Nobel de Literatura fala sobre sua visão de censura em Porto Alegre
Sul-Africano J.M. Coetzee palestrou e autografou livros durante duas horas no Salão de Atos da Ufrgs
O escritor sul-africano J. M. Coetzee, Prêmio Nobel de Literatura de 2003, falou sobre censura durante uma hora e autografou outra hora inteira algumas de suas obras lançadas no Brasil como "Desonra", "Verão" e "A Infância de Jesus", diante de um Salão de Atos da Ufrgs com metade de sua lotação, nesta quinta-feira. Coetzee falou como convidado especial da Difusão Cultural e do Núcleo Filosofia-Literatura-Arte da Ufrgs, sendo apresentado pela ensaísta e professora Kathrin Rosenfield, especialista em sua obra.
O tema da censura é retomado constantemente em sua obra e a ele o autor dedicou um livro de ensaios ("Giving Offense", de 1996). Morando atualmente na Austrália, onde leciona na Universidade de Adelaide, Coetzee destacou que na palestra queria retomar a censura nos anos 70 e 80 na África do Sul. O seu primeiro romance "Dusklands" foi publicado em 1974. O Nobel lembrou que teve acesso a relatórios de censura de três dos seus livros "No Coração do País", "À Espera dos Bárbaros" e "Vida e Obra de Michael K", que chegaram a suas mãos por parte de Herman Winterberg, quando o poder político passou para o governo popular na África do Sul.
"Os meus livros foram todos publicados e os censores alegavam nos seus relatórios que o livro não podia ser considerado 'indesejável', pois quando falava de tortura ou brutalidade (como é o caso de à Espera dos Bárbaros) o simbolismo era universal e era lido por leitores sofisticados, intelectuais", avaliou.
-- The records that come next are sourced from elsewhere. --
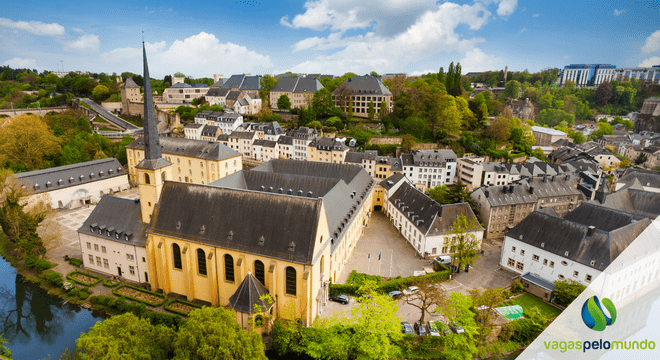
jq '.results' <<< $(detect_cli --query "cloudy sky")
[0,0,660,77]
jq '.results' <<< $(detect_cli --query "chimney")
[587,225,596,237]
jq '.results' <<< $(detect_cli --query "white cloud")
[289,2,491,74]
[64,34,101,52]
[0,18,64,36]
[460,48,502,73]
[2,58,43,70]
[642,30,660,54]
[637,56,660,67]
[101,32,273,77]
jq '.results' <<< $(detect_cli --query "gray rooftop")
[14,158,126,194]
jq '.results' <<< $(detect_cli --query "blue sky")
[0,0,660,77]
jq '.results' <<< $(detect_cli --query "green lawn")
[506,294,561,318]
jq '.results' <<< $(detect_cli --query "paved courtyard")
[337,211,431,284]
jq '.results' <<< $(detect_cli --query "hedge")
[329,265,451,296]
[165,299,202,316]
[103,278,121,287]
[66,271,103,286]
[112,285,167,307]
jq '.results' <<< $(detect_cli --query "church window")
[197,249,206,275]
[225,254,234,282]
[254,260,266,286]
[172,244,183,269]
[286,266,296,296]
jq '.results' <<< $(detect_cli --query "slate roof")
[332,76,392,96]
[229,271,273,314]
[388,182,483,236]
[121,78,139,89]
[78,195,149,247]
[14,158,126,194]
[126,136,241,160]
[150,181,323,265]
[506,204,651,271]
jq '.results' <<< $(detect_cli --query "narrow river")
[0,257,103,360]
Depois de um tempo, Coetzee acabou conhecendo alguns deles que eram professores aposentados da Universidade da Cidade do Cabo, onde Coetzee nasceu, e conviviam normalmente em sociedade. "Estas pessoas acabavam não achando estranho ter relações cordiais comigo. Estes censores pensam em si como pessoas civilizadas", ressaltou, citando o exemplo do czar Nicolau I, que se ofereceu para ser o censor pessoal de Aleksander Púshkin, para protegê-lo da análise de funcionários ordinários do czarismo.
Segundo Coetzee, eles não queriam livros que incitassem as massas ou que reproduzissem a propaganda comunista ou o pensamento de Karl Marx. "Queria entender porque eu recebi um tratamento especial. Primeiro porque sou branco, mesmo que não um afrikaner puro. Segundo porque vim da inteligentsia, a mesma classe dos censores. Terceiro que meus livros não eram populares e nem para as massas. Quando eles negaram a publicação de um livro ou o consideraram um objeto indesejado acabaram reproduzindo o mesmo sentimento totalitário de outros regimes ao longo da história. Hoje fizemos algum progresso em relação àquela época, mas é importante alertarmos ainda os países que vivem sob censura", finalizou.